Till date, it has been largely assumed that movement of fibre happens only when two surfaces meet. But we now know this is not necessarily the case. New research has found a new way of fibres transference called “contactless airborne transfer”. This is when fibres move from one garment to another without contact.

Even if two people don’t touch each other, but are in the same room, it is possible that fibres from person A’s clothing could transfer through the air, to person B’s clothing (and vice versa).

From an investigation ‘s viewpoint this means the fibres found on an individual may have been indirectly transported rather than through direct involvement in a crime under such circumstances.

To monitor the airborne movement of their fibres between garments in an experiment. One person wore a fluorescent fabric stood in one corner of an elevator and another one wore a non-fluorescent black top stood in the diagonally opposite corner, without touching each other for 10 minutes.

After the experiment, the receiver’s black top was photographed using UV imagery techniques to determine the amount of transferred fibres.
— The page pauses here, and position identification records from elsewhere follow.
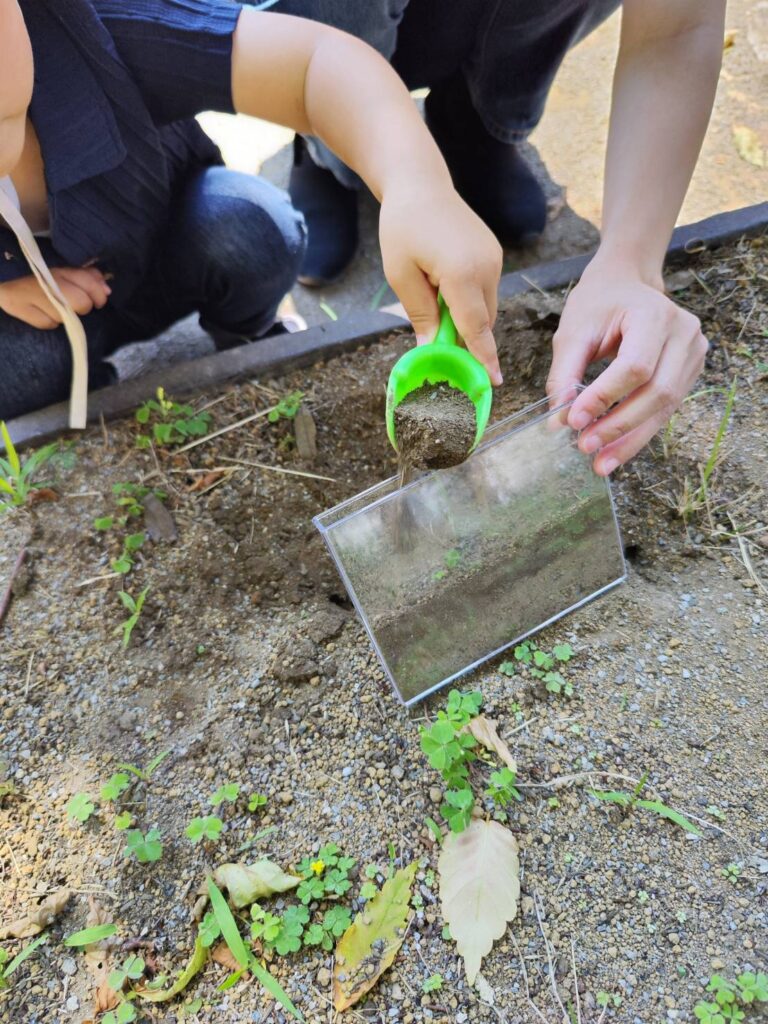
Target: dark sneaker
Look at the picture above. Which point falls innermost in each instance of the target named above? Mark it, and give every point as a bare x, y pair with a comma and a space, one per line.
491, 176
331, 214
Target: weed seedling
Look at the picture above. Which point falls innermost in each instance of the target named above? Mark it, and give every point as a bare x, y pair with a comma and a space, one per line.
169, 422
134, 607
131, 970
144, 848
80, 807
287, 408
733, 999
208, 827
16, 476
228, 792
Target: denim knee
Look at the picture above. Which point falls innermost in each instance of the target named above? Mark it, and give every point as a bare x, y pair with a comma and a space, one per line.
247, 243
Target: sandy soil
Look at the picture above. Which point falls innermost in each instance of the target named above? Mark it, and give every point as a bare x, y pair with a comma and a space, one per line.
248, 667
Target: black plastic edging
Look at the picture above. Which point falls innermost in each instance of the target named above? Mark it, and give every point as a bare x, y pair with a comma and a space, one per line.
278, 355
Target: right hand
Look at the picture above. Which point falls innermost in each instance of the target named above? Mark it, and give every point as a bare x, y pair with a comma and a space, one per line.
431, 240
85, 289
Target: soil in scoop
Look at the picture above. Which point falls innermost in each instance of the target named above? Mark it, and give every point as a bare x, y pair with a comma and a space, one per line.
435, 427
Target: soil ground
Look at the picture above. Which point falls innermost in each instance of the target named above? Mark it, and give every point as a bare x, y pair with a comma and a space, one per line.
247, 667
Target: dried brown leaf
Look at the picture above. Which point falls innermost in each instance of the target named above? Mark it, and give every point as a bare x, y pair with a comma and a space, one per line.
38, 919
221, 953
369, 946
485, 732
479, 888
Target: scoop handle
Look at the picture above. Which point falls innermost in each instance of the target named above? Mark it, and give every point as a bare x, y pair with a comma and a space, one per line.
446, 333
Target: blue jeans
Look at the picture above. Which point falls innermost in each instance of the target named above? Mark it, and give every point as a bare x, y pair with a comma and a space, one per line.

The study findings revealed that not only can textile fibres easily move without physical interaction between fabrics, but they can do so in surprisingly large numbers.

Even the discovery of only a few fibres will be deemed important in a criminal case. Thus the movement of up to 66 fibres in a single experiment was considerably higher than expected.

But not all garments tested transferred fibres to the same extent. type of fibres the donor garment was constructed from and its ability to shed those fibres was key in contactless fibre transfer. The type of clothing worn by the recipient also impacted transfer, as did the movement of people and the opening or closing of the elevator doors.

But not all the garments tested transferred the same volume of fibres. Type of fibres from which the donor fabric was made and its ability to shed those fibres was crucial in the transfer of contactless fibre. The type of clothes worn by the receiver, movement of people and opening or closing of elevator doors, also affected transfer.

It is the duty of a forensic scientist to determine the value of the evidence, when forensic evidence is produced in court. For example, if an individual alleges to have been assaulted by the another in an elevator. If hundreds of the victim’s fibres are found on the suspects clothing, it’s highly unlikely that contactless transfer alone is the reason. But if only a few fibres are found, contactless transfer is possible.

The findings of the study can be used as a basis for the examination of fibres identified as part of the case and can also serve to enhance the reliability and authenticity of forensic evidence submitted in court.